By Gary Klien
Marin Independent Journal
Posted: 07/05/2011 11:26:19 PM PDT
Novato murder suspect James Mitchell, testifying in his own defense Tuesday, freely admitted that he did many things to Danielle Keller during their relationship — battered her, pushed her, ignored her court protective orders, and occasionally advised her to "shut up" or "get slapped."
But on the evening Keller was beaten to death with a softball bat, Mitchell said he was attacked by the same unidentified men who apparently killed his ex-girlfriend.
"You admit you are a batterer," said Mitchell's defense attorney, Stuart Hanlon. "Are you a murderer?"
"No, I am not a murderer," Mitchell said.
Mitchell testified for approximately four hours Tuesday, brashly parrying questions from both Hanlon
Claudia Stevens, the mother of homicide victim Danielle Keller, is comforted outside court Tuesday by Erica Menezes, one of Keller's closest friends. (IJ photo/Frankie Frost)
— whom he tried to fire shortly before the trial — and Deputy District Attorney Charles Cacciatore, whom Mitchell frequently addressed by his nickname, "Chuck."
In his first public statements since Keller's death on July 12, 2009, Mitchell offered his own version of events.
Mitchell said he drove to the Diablo Court apartment where Keller and their baby lived, parked the car up the street and heard Keller scream for help. Hastening into the yard, he was attacked by two men who were running from the scene, he said.
Mitchell said he fought the two men, one of whom was carrying his 1-year-old daughter, and was struck in the back with a bat. Mitchell — a former Marine who said he was dismissed from the corps
for disciplinary reasons — said one of the attackers fled and the other ran off with the baby.
The 220-pound defendant then outran the child abductor, neutralized him with a punch to the face and a kick to the shin, and rescued the child, according to his account.
He described one assailant as a man in a white shirt with "very sky blue eyes," a buzz haircut, bad breath and "a little girth."
The other assailant was a leaner, taller man with a black shirt, a buzz cut and "hairy arms," Mitchell said.
Then Mitchell drove off with the baby. Hanlon, on direct examination, asked why he didn't call police to report the incident.
Mitchell said he heard a neighbor calling for 911 before he left with the child, and he knew he was violating a court order by coming to Keller's apartment for their daughter's first birthday.
"I said, 'I'm not going to be here when the cops showed up,'" said Mitchell, who has admitted referring to police as Nazis and "fascist pigs."
Mitchell drove up Highway 101 and eventually headed east on Interstate 80. He continued to Auburn, where he met with longtime Mitchell family lawyer Terence Hallinan, the former district attorney of San Francisco.

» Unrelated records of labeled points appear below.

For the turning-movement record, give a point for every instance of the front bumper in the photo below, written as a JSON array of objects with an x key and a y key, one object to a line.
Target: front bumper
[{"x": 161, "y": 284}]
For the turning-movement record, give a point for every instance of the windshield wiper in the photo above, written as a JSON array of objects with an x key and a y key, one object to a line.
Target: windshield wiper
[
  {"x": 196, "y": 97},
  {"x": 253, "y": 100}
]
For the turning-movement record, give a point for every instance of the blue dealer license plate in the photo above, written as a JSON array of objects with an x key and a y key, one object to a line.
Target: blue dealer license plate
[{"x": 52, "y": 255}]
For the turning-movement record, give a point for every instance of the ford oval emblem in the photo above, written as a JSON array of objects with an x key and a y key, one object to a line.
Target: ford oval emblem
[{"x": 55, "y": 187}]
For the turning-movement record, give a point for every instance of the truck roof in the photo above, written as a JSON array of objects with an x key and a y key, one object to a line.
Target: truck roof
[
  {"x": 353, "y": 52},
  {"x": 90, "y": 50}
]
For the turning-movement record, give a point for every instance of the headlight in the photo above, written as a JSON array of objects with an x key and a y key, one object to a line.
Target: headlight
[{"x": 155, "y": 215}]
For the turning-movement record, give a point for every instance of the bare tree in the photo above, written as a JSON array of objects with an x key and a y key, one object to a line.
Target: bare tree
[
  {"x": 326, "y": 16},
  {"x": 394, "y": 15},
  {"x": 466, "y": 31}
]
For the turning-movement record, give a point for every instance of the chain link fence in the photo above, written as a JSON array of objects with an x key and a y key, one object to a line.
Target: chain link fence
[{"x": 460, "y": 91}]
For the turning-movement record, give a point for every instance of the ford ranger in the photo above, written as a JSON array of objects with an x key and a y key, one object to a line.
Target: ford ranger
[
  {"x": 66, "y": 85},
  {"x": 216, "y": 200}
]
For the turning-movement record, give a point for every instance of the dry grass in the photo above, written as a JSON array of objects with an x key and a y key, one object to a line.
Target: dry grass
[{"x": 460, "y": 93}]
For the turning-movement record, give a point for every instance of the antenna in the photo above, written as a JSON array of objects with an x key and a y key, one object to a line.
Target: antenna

After seeing Hallinan, Mitchell said, he headed back west with plans to give the baby to family and turn himself in with Hallinan. He was arrested in Citrus Heights with an empty gas tank, a few dollars in cash and a frozen credit card.
Cacciatore, on cross examination, asked Mitchell whether he ever saw Keller at the crime scene. Mitchell said no. Cacciatore then asked how Keller's blood got splattered on Mitchell's pants.
"I don't ... I can't answer that," Mitchell said.
"How'd your fingerprint get on the bat?" Cacciatore asked later.
Mitchell said it must have happened during the struggle with the assailant.
Mitchell — whose father, the late strip-club and porn magnate Jim Mitchell, was convicted of killing his brother Artie in 1991 — is charged with murder, domestic violence, kidnapping, child abduction, child endangerment, stalking and a special allegation of murder during the commission of a kidnapping.
Authorities alleged that Mitchell drove from his home in Pittsburg to Keller's apartment in Novato, repeatedly clubbed Keller in the head with a softball bat, and ran off with the infant under his arm. The trial began June 21 before Judge Kelly Simmons.
Mitchell's appearance Tuesday followed testimony by a blood expert, a Novato police officer, one of Keller's neighbors, and a college softball coach, who testified for the defense about bats.
The defense also called Keller's mother, Claudia Stevens, who lived with the 29-year-old victim and the baby. Hanlon — possibly keeping his options open for a heat-of-passion manslaughter defense — asked whether the bat that killed Keller was in the residence at the time of the homicide.
Stevens said it was not.
The defense is expected to rest Wednesday.